Florida's volleyball team defeated Stanford 3-2 in the Final Four of the NCAA Tournament on Thursday. It will now face Nebraska in the national championship match on Saturday at 9 p.m.

Alan Alvarez / Alligator Staff

As Rachael Kramer lightly hit the ball over the net and away from the outstretched arms of a diving Stanford player, Florida's volleyball team exploded with excitement.

Its players screamed at the top of their lungs, raised their fists in the air and swarmed an ecstatic Kramer, forming a sea of white and blue uniforms in the middle of the Sprint Center in Kansas City, Missouri.

It took just five seconds for the Gators to feel a joy they haven't felt since 2003, the last time they appeared in the Final Four of the NCAA Tournament.

No. 2 Florida took down No. 3 Stanford in the semifinals of the NCAA Tournament on Thursday night, clinching its spot in the national championship match behind a nail-biting 3-2 (25-22, 25-21, 18-25, 18-25, 15-10) victory over the Cardinal.

Senior middle blocker Rhamat Alhassan led the way for the Gators with 17 kills and four blocks, while senior outside hitter Carli Snyder notched 16 kills and two blocks. Senior libero Caroline Knop also registered 20 digs.

The Gators will now face No. 5 Nebraska on Saturday night at 9 for a chance to win their first NCAA title in program history. Florida’s only other appearance in the national championship match came in 2003 when it lost to USC, 3-1.

“You’re all dreaming for that one shot to be playing in that last match,” said coach Mary Wise, who was named AVCA National Coach of the Year on Thursday. “And we get a chance.”

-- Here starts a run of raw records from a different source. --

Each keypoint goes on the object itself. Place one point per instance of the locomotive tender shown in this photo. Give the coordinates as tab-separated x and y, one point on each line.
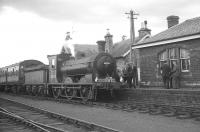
65	76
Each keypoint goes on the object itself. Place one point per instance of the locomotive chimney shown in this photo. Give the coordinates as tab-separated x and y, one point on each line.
101	45
109	42
172	20
144	30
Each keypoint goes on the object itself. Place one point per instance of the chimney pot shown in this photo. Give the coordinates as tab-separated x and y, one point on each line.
172	20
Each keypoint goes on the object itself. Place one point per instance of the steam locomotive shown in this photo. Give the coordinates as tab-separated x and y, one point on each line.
65	76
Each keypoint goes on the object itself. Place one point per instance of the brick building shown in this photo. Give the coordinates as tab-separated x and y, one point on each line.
180	43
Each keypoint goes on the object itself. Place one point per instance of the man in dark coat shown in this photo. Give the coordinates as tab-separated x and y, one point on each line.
134	72
165	72
175	74
129	75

Early in the Thursday night’s contest against Stanford, the Gators found their rhythm in the form of service aces and strong offensive showings from their middle blockers.

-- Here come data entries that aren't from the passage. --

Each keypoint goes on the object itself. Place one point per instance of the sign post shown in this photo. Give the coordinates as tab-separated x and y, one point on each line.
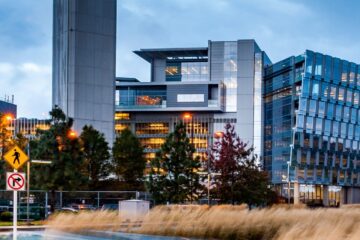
15	181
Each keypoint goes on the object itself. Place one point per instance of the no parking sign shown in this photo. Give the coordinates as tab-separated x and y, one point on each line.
15	181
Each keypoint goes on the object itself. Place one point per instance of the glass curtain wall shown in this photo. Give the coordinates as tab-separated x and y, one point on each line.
230	75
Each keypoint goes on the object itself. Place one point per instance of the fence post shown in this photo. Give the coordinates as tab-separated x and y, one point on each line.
60	199
46	204
98	200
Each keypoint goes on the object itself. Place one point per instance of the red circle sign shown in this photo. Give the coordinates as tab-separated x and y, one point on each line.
16	181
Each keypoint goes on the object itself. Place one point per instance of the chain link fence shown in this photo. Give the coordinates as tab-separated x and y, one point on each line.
40	201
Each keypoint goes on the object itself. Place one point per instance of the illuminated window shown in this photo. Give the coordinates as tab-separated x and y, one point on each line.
152	143
119	127
122	116
152	128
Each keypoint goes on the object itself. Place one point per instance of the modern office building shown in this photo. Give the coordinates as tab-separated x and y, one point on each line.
84	39
205	87
8	107
312	123
28	127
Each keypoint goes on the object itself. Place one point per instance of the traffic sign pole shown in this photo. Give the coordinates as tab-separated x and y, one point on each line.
15	213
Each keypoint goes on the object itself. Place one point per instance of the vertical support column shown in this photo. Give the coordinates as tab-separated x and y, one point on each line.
98	200
343	196
46	204
296	193
326	195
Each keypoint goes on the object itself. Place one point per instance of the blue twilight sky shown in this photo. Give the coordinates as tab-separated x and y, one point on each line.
280	27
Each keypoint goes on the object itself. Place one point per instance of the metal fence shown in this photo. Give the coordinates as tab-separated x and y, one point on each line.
39	201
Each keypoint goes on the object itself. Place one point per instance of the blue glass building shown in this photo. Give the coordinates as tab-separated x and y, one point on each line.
311	126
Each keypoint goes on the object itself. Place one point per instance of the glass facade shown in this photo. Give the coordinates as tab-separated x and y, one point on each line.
319	124
187	71
230	76
137	97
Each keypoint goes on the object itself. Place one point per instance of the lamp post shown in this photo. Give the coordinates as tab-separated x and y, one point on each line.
188	117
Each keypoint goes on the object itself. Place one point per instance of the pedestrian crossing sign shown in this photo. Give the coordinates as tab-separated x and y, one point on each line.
16	157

Florida notched five aces in the first two sets, including two each from Snyder and redshirt junior setter Allie Monserez.

Middle blockers Kramer and Alhassan totaled 11 kills in the opening frames, contributing to a Florida offense that got off to a strong start.

However, momentum shifted out of UF’s favor at the start of the third set.

The Cardinal took an early lead in the frame, capitalizing on multiple attack errors that helped it go on a six-point run.

Stanford further cemented its lead with multiple kills from redshirt senior Merete Lutz, the Cardinal’s opposite attacker who scored a match-high 19 kills.

The fourth set started off just as poorly for Florida with four of Stanford’s first six points coming off unforced errors.

The Gators hit rock bottom when the Cardinal reached a nine-point lead, 11-2, midway through the frame.

Despite the deficit, Florida was able to bring itself back into the set following multiple attack errors from Stanford and a series of kills from Alhassan.

But that wasn’t strong enough for the Gators to regain control of the match, forcing them to go to a decisive fifth set with the Cardinal.

The final frame was a testing point for Florida.

Only three of its previous matches this season had gone to five sets, with UF finding a way to win each time.

The senior leadership from Alhassan, Snyder and Joseph was pivotal to defeating defending national champion Stanford.

Together, the trio combined for seven kills and only one attack error in the 15-point set.

“To be great leaders, you have to have people willing to follow,” Wise said. “The freshmen, sophomores and juniors have been outstanding letting them lead and being willing to follow.”

A match of ups and downs ended on a high with the kill from Kramer that secured Florida’s advancement to Saturday’s championship match.

The Gators will now have one day to prepare for their second matchup against the Cornhuskers in 2017.

Florida previously faced Nebraska at the O’Connell Center on Aug. 26 and won the contest 3-2. However, Cornhuskers setter Kelly Hunter was unavailable for the contest, something Wise said played a big role in the outcome.

“(Hunter) makes them go,” she said. “It’s going to be a different match than it was the first time.”